Coco is the story of a young boy’s quest to pursue his love of music against the wishes of his family.

Pro – Great movie-making

Coco is just a great movie. It tells a story that is fun, compelling, and personal. It’s a story familiar to many: the real conflict of growing up and wanting to spread one’s wings set against the expectation of family tradition and beliefs.

Miguel, the main character, loves his family and wants to make them proud, but also wants badly to play music like his hero, Ernesto de la Cruz, rather than carry on the family tradition of making shoes. He’s respectful and loving, but also pulled by yearnings of youth. His family has an ancestral ban on music and wants to prevent Miguel from going down that path.

They aren’t mean or controlling, but rather just want what they believe will be best for him.

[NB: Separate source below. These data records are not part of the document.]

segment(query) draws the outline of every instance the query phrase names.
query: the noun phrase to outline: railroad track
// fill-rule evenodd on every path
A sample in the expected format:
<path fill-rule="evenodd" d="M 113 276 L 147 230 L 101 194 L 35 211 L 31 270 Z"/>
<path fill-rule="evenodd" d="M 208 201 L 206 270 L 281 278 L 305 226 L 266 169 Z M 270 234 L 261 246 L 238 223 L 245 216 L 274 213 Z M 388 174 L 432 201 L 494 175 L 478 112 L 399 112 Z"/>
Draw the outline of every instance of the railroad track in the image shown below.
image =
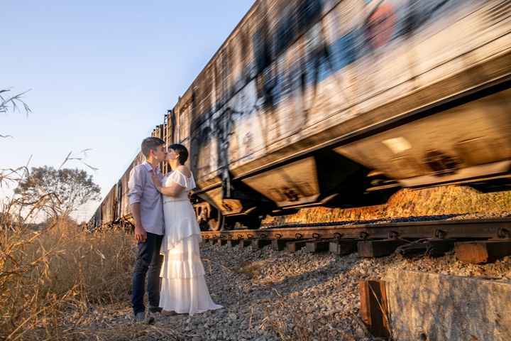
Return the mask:
<path fill-rule="evenodd" d="M 461 261 L 486 263 L 511 254 L 511 219 L 436 220 L 382 224 L 294 224 L 231 231 L 203 232 L 202 237 L 220 245 L 240 244 L 275 251 L 329 250 L 339 255 L 357 251 L 361 257 L 398 252 L 405 256 L 439 256 L 455 249 Z"/>
<path fill-rule="evenodd" d="M 509 239 L 511 218 L 381 224 L 303 224 L 259 229 L 203 232 L 205 239 Z"/>

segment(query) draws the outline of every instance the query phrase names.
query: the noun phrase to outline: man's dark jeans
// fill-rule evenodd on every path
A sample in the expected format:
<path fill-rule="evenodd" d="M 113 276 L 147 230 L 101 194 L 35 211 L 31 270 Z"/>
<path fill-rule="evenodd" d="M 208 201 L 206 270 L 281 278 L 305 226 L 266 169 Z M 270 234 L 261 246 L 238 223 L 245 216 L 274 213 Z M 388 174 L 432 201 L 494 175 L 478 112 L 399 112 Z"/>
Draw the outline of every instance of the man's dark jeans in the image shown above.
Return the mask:
<path fill-rule="evenodd" d="M 148 274 L 148 296 L 149 306 L 160 305 L 160 269 L 163 256 L 160 254 L 163 236 L 148 232 L 147 239 L 138 243 L 138 253 L 133 276 L 131 303 L 133 313 L 145 311 L 143 303 L 145 274 Z"/>

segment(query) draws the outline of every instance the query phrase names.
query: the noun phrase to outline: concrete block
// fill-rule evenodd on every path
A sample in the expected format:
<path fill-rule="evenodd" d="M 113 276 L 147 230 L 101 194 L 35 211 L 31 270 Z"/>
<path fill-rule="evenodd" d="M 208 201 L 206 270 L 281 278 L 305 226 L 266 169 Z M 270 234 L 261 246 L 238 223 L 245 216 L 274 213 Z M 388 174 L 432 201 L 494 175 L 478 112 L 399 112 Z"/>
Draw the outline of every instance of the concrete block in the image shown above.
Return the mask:
<path fill-rule="evenodd" d="M 396 340 L 511 340 L 511 283 L 399 270 L 385 281 Z"/>
<path fill-rule="evenodd" d="M 356 251 L 357 242 L 339 240 L 337 242 L 330 242 L 330 252 L 339 256 L 345 256 L 350 254 Z"/>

It’s refreshing to see family conflict handled in a loving way. No one is forced to be the tyrant or buffoon. This conflict sets the stage for an adventure wrapped in Latino tradition and lore. To a cultural outsider, it’s funny, informative, and accessible.

Pro – Pixar

Coco is Pixar movie-making at its finest. That’s not to say it’s their best film ever, necessarily, but technically it’s as good as anything they’ve ever done. The film is gorgeous. Yes, it’s animated, the colors and visuals are so striking it’s really a marvel. The music is snappy and fun, and adds to the ambiance. The humor is funny, and the fine details are all there for anyone to look for and discover.

Con – Let it go

If you’ve done any reading online, you’ve probably discovered that Coco is preceded by a 21-minute short film centered on Olaf from the Disney franchise Frozen. I was aware of the short, but not the length. Apparently the short was slated to be a half-hour Christmas special appearing on ABC, but got moved to the front of this film. Be prepared, because it is brutal to sit through. Had it aired on ABC, I’d likely have enjoyed watching it with my girls; however, in the theater, waiting for the “real” movie to begin, it is agonizingly and maddeningly long. Just be prepared that Coco is starting 30 minutes later than you think.

This isn’t really a con, but it is important to note that Coco is set against the Mexican tradition of Dia de Muertos. It gives the film a lot of character and charm, but it does involve a large portion of the film being full of living skeletons. While they are mostly cute and funny, it is worth considering if your younger children (4-6) might find the film to be a bit scary.

Coco is a great film the whole family can enjoy. Shamble over to the theater and enjoy it on the big screen!